Title: K-means clustering

Authors: Bauyrzhan Taimanov - Madina Amanatayeva

Date: Jan 18, 2024

In [8]:
# imports 
import pandas as pd
from sklearn.preprocessing import StandardScaler
from sklearn.cluster import KMeans
from matplotlib import pyplot as plt

# 0) Context


## Customer Segmentation with Parallel K-Means

In business, we often say "Customer is king" and "Customer is always right." Basically, it means we need to focus on what customers want. So, the idea here is to use this concept to group products that match what different groups of customers like. This can help a lot in online stores because it means showing customers the products they're most likely to be interested in.

![alt text](https://editor.analyticsvidhya.com/uploads/73654cluster.jpg)

This concept can be handy in places where we use digital marketing tools to promote products. For example, in some types of ads, we show products to people based on things like their interests. Then, by looking at whether they click on the ads or not, we can figure out who else might like those products.
Similarly, in other types of ads, we bid for space to show our products to people in real-time. We do this based on what we know about the people seeing the ads and what's worked well in the past. This way, we can make sure we're showing the right products to the right people at the right time.

## Concept

Customers buy products based on different needs and constraints, like budget and preference for certain items. To understand these behaviors, we can analyze customer invoice data and other non-personal data.
Here's a simplified approach:
* Analyze customer invoice data to find buying patterns.
* Use clustering algorithms to group customers based on similar purchase behaviors.
* Identify products that match each customer group's preferences.
* Tailor digital campaigns to each customer group for better targeting.

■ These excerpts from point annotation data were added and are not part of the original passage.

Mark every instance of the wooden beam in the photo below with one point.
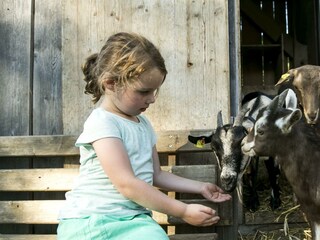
(267, 24)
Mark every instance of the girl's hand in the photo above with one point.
(213, 193)
(200, 215)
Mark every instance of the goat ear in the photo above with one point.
(291, 100)
(219, 119)
(239, 118)
(283, 97)
(285, 77)
(290, 120)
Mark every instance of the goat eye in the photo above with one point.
(260, 131)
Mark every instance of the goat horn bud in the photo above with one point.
(239, 118)
(219, 119)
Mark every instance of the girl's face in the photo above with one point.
(137, 97)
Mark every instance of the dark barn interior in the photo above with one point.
(275, 37)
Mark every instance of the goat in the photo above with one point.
(282, 133)
(226, 144)
(305, 81)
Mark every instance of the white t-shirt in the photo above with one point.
(93, 192)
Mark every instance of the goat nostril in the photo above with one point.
(312, 115)
(227, 179)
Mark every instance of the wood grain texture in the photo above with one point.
(192, 37)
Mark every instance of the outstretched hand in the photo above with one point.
(214, 193)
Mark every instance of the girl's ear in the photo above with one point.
(109, 84)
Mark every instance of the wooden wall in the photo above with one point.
(192, 37)
(44, 43)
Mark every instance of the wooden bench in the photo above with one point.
(41, 183)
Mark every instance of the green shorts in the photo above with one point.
(101, 227)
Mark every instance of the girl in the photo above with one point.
(115, 192)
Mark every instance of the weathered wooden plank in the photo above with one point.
(47, 71)
(23, 212)
(15, 41)
(38, 146)
(63, 145)
(197, 236)
(192, 37)
(38, 180)
(61, 179)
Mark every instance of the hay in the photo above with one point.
(286, 214)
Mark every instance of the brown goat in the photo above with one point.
(281, 133)
(305, 81)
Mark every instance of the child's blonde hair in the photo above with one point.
(123, 58)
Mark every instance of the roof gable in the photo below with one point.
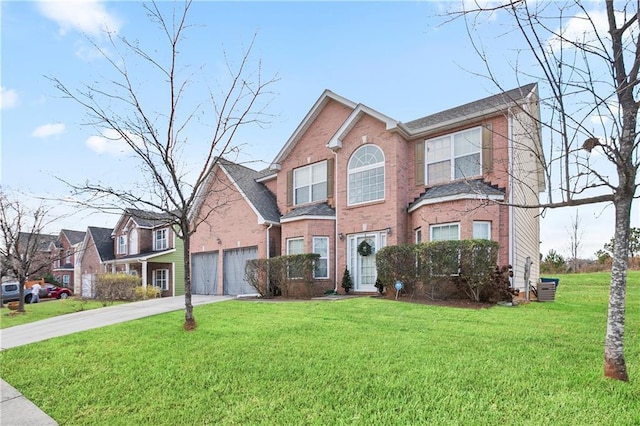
(313, 113)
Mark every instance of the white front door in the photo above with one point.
(363, 268)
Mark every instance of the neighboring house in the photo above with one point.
(145, 244)
(41, 263)
(350, 174)
(63, 253)
(96, 250)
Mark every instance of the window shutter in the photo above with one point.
(419, 163)
(330, 173)
(290, 188)
(487, 149)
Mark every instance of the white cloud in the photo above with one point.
(87, 16)
(48, 130)
(110, 142)
(8, 98)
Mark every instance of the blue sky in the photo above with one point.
(391, 56)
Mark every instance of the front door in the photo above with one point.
(363, 268)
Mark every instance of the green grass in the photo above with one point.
(355, 361)
(43, 310)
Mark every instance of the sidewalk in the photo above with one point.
(15, 409)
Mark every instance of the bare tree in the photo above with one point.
(586, 76)
(23, 245)
(162, 139)
(576, 234)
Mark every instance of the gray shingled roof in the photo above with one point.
(472, 108)
(102, 240)
(320, 209)
(477, 186)
(43, 240)
(262, 199)
(74, 237)
(147, 219)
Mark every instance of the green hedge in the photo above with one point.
(282, 275)
(426, 269)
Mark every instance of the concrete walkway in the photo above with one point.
(15, 409)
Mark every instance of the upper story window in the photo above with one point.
(482, 230)
(161, 239)
(366, 175)
(446, 232)
(454, 156)
(310, 183)
(122, 244)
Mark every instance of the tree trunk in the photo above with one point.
(189, 320)
(614, 364)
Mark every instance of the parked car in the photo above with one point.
(49, 291)
(10, 291)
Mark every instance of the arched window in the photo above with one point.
(366, 175)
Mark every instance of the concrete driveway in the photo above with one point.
(15, 409)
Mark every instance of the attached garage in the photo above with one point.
(204, 273)
(234, 263)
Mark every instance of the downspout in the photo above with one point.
(512, 245)
(268, 254)
(335, 234)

Though, with our current data limitations, we may not have all the necessary details to build a complete model.

# 1) Analysis of the Serial Algorithm

## K-Means Algorithm 

K-means clustering stands as a well-known machine learning technique utilized for customer segmentation, driven by identifying similarities among them. Its goal is to discern k clusters within the data, with each cluster denoting a cohort of customers sharing common traits. The algorithm hinges on centroids, acting as the central points of these clusters, and employs distance measures to allocate customers into the relevant clusters.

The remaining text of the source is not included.